Franklin Templeton building. Source: TechGaged / Shutterstock

This Wall Street Giant Bought Crypto Firm Despite Market Slump

In Brief

  • • Franklin Templeton acquired a crypto firm despite market weakness.
  • • The move targets growing institutional demand for digital assets.
  • • It signals continued Wall Street expansion into crypto.

Franklin Templeton has agreed to acquire a crypto spinoff from CoinFund, expanding its digital asset business. The deal comes as Bitcoin (BTC) remains well below its recent peak, with the broader market down roughly $2 trillion from highs. The move signals that institutional players are still building in crypto even as prices struggle.

A bet on institutional crypto demand

The acquisition centers on 250 Digital, a newly formed spinoff led by former CoinFund executives. After the deal closes, the unit will operate under the name Franklin Crypto, according to a Wall Street Journal report published on April 1.

The new arm will design crypto investment strategies for pensions, sovereign wealth funds, and other large institutions.

With more than $1.7 trillion in assets under its management, Franklin Templeton has been early compared to many traditional firms. It entered crypto back in 2018 and now runs a dedicated digital asset team of more than 50 people. It was also among the asset managers that launched spot Bitcoin exchange-traded funds (ETFs) in the U.S. in 2024.

The firm has already been experimenting with blockchain-based products. Its tokenized money-market fund can be used as collateral on Binance, showing how traditional assets are starting to connect with crypto infrastructure.

The importance of timing

Meanwhile, crypto prices are still recovering from a sharp pullback, with Bitcoin down about 45% from its peak above $126,000. Indeed, the original crypto asset is currently trading at $66,694, down 2.7% on the day, 4.8% across the week, and 2.1% over the last month.

Bitcoin price 7-day chart.
Bitcoin price 7-day chart. Source: CoinGecko

But Franklin Templeton is leaning in.
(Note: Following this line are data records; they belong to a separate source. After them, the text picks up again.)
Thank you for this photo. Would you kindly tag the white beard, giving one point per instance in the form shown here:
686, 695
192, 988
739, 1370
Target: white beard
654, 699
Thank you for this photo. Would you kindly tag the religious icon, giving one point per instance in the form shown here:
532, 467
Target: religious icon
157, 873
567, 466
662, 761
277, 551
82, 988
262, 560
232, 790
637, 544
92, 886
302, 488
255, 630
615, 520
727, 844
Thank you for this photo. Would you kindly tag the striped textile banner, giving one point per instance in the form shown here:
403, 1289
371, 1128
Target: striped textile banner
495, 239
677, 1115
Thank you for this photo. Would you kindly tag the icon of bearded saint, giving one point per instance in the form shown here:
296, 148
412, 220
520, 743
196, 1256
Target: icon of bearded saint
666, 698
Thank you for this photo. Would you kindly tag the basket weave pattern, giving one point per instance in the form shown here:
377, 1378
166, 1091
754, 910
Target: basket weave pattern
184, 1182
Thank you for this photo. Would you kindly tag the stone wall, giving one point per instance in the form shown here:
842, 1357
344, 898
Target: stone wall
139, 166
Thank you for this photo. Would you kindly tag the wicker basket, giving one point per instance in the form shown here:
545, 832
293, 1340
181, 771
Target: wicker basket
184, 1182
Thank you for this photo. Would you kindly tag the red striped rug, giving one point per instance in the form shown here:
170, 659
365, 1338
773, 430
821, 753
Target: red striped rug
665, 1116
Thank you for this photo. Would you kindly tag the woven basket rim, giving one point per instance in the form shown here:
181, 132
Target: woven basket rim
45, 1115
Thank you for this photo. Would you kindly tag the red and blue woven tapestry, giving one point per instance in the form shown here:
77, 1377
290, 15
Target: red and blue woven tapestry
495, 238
Sandy Kaul, the firm’s head of innovation, said the recent selloff created an opening to move forward with the deal.

“This big selloff that we had in the crypto markets is creating a very unique opportunity that really made us all decide that this is the right time to pull the trigger. (…) Because I think that there’s going to be a lot of interest in creating more of a stable home for many of these top crypto trading talents.”

At the same time, sentiment around institutional adoption has shifted. Christopher Perkins, who will help lead the new unit, put it bluntly:

“Institutions of all flavors, there used to be reputational risk for being in this space. Now they have reputational risk for not being in the space. (…) My job is to build solutions for these clients.”

All things considered, it seems that Wall Street is starting to treat crypto as a permanent part of the financial system.